The launch of the USS George Washington

June 9th, 1959, was a significant date in the history of the Cold War, because it was on that day that the USS George Washington was launched. The Soviet Union had acquired an early lead in long range missiles, largely because they gave it huge priority and spent a large proportion of the budget on their military. The US response was to develop a new technology, the submarine launched ballistic missile. The Polaris nuclear-armed missile would pop to the surface before its rocket motor ignited to send it to its target.

Rather than wait until new submarines designed to carry it could be built, the US Navy basically inserted a new 130ft missile section into the hull of an attack submarine under construction. Admiral Hyman Rickover played a key part in this move, which saw the Polaris system combat ready at least two years before it would otherwise have been. The submarine was renamed the George Washington, and seven months later lest-fired two Polaris missiles while submerged. Despite all their effort and financial sacrifice, the Soviet advantage was nullified because no first strike by them could now eliminate the West’s retaliatory response.

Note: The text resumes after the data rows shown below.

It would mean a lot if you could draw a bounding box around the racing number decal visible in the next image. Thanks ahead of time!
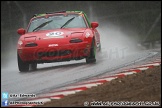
[46,31,64,37]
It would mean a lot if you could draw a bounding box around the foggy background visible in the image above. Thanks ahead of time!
[1,1,161,66]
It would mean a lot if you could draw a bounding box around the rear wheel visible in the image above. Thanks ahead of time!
[17,54,29,72]
[86,39,96,63]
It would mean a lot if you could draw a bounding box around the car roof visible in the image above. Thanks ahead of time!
[33,11,85,18]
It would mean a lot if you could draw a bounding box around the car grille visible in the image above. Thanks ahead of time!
[38,50,72,57]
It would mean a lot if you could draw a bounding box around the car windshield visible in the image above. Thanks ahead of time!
[28,14,86,32]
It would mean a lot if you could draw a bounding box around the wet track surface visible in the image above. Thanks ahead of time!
[1,50,160,101]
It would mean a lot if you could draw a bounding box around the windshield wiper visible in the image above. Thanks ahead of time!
[61,17,75,28]
[33,20,53,31]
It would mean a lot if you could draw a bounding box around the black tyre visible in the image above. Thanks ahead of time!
[30,63,37,70]
[17,54,29,72]
[86,39,96,63]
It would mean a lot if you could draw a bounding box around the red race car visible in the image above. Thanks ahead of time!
[17,11,101,72]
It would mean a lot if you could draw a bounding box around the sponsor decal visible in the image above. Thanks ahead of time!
[46,31,64,37]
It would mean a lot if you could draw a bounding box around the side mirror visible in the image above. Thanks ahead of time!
[91,22,98,29]
[17,28,26,35]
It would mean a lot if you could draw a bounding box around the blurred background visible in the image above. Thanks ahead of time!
[1,1,161,66]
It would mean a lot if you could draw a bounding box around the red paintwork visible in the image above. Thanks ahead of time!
[17,28,26,35]
[91,22,98,29]
[17,11,100,63]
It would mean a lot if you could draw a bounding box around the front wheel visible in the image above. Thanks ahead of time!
[17,54,29,72]
[86,39,96,63]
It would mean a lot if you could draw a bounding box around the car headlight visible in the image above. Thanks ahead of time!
[18,41,23,46]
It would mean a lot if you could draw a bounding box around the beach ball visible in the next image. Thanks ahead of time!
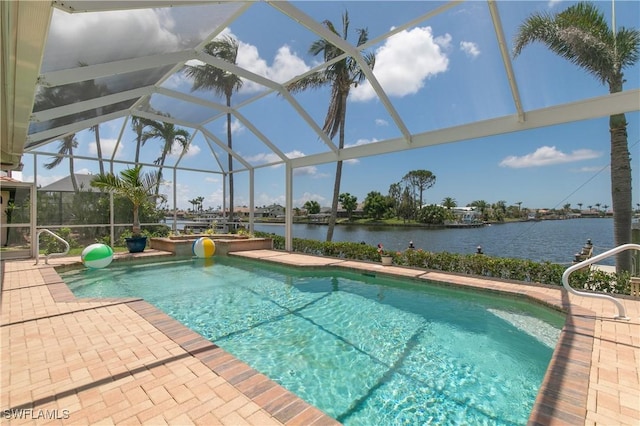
[191,237,216,259]
[80,243,113,269]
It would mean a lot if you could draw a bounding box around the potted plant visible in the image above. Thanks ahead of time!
[378,244,393,266]
[91,165,159,253]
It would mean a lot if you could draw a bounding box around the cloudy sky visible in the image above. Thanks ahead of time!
[23,1,640,213]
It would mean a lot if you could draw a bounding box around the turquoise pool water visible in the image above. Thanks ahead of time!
[61,257,564,425]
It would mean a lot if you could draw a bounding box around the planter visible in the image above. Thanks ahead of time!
[125,236,147,253]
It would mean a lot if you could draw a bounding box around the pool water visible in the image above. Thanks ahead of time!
[61,257,564,425]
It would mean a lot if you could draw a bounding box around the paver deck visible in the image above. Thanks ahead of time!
[0,250,640,425]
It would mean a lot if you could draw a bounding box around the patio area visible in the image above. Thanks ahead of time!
[0,250,640,425]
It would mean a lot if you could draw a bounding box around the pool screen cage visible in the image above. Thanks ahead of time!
[0,0,640,256]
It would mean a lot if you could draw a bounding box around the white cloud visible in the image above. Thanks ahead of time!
[460,41,480,58]
[237,42,309,93]
[230,119,246,135]
[500,146,602,169]
[351,27,451,101]
[571,165,609,173]
[43,9,180,71]
[89,138,122,160]
[169,142,201,158]
[245,152,282,167]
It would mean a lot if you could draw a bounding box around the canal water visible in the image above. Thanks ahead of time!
[254,218,614,264]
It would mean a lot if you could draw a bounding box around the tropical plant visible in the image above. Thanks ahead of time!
[402,170,436,208]
[287,11,375,241]
[142,120,191,195]
[338,192,358,220]
[303,200,320,214]
[514,2,640,273]
[91,165,160,236]
[44,133,80,193]
[131,116,153,164]
[442,197,458,210]
[362,191,389,220]
[186,36,242,220]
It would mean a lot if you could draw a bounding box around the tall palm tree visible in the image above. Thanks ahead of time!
[186,36,242,220]
[514,2,640,272]
[442,197,458,210]
[131,116,153,164]
[287,11,375,241]
[142,120,190,195]
[44,133,80,192]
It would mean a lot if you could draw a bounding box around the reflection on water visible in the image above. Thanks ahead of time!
[255,218,614,264]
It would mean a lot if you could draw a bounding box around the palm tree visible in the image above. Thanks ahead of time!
[44,133,80,192]
[142,120,190,195]
[287,12,375,241]
[514,2,640,272]
[91,165,160,236]
[442,197,458,210]
[186,36,242,220]
[131,116,153,164]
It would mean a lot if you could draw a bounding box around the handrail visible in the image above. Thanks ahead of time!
[562,244,640,320]
[36,229,70,265]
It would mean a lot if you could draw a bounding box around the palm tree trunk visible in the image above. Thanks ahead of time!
[135,123,144,164]
[155,151,166,196]
[227,94,233,225]
[609,114,632,273]
[327,160,342,241]
[327,91,349,241]
[93,124,104,174]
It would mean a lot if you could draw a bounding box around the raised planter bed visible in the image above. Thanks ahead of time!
[149,234,273,256]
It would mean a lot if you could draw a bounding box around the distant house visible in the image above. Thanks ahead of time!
[254,204,285,219]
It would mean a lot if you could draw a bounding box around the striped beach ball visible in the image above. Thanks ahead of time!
[80,243,113,269]
[191,237,216,259]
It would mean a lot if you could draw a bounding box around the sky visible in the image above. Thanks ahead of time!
[14,0,640,213]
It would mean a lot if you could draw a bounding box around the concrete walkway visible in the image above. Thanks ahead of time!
[0,250,640,425]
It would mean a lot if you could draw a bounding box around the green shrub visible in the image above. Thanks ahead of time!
[255,232,630,294]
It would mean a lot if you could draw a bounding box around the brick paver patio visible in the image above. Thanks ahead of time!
[0,250,640,425]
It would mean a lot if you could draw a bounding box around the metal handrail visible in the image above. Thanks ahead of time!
[36,229,70,265]
[562,244,640,320]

The US did this again when the Soviet’s deployed their SS20 medium range missiles. Launched from trucks hidden in forests, they again threatened a strategic advantage, but again the US responded with a technological leap in the shape of the Ground Launched Cruise Missile and the Pershing II. The BGM-109 GLCM (called “glickum” after its initials) was a small, pilotless flying machine, powered by a turbofan engine. The point was that, while subsonic, it flew so low that it was undetectable, and had a sophisticated guidance system that allowed it to veer around obstacles and fly to within metres of its target with its single nuclear warhead. Both weapons were deployed in Europe, and led the Soviets to sign the agreement limiting medium range missiles. Again, new technology had nullified their advantage.

When the US announced the Strategic Defence Initiative, dubbed “Star Wars,” it again threatened a technological leap that would render the Soviet missile arsenal obsolete. Oleg Gordievsky, the KGB station head who was an undercover Western agent, reported that the Soviets could not compete technologically or financially with such a project, and were determined to reach an agreement with the US that specifically prevented it. When President Reagan refused to abandon the project, the Soviets folded, and the Iron Curtain came down. But it was the launch of the USS George Washington 60 years ago that started the process that led there.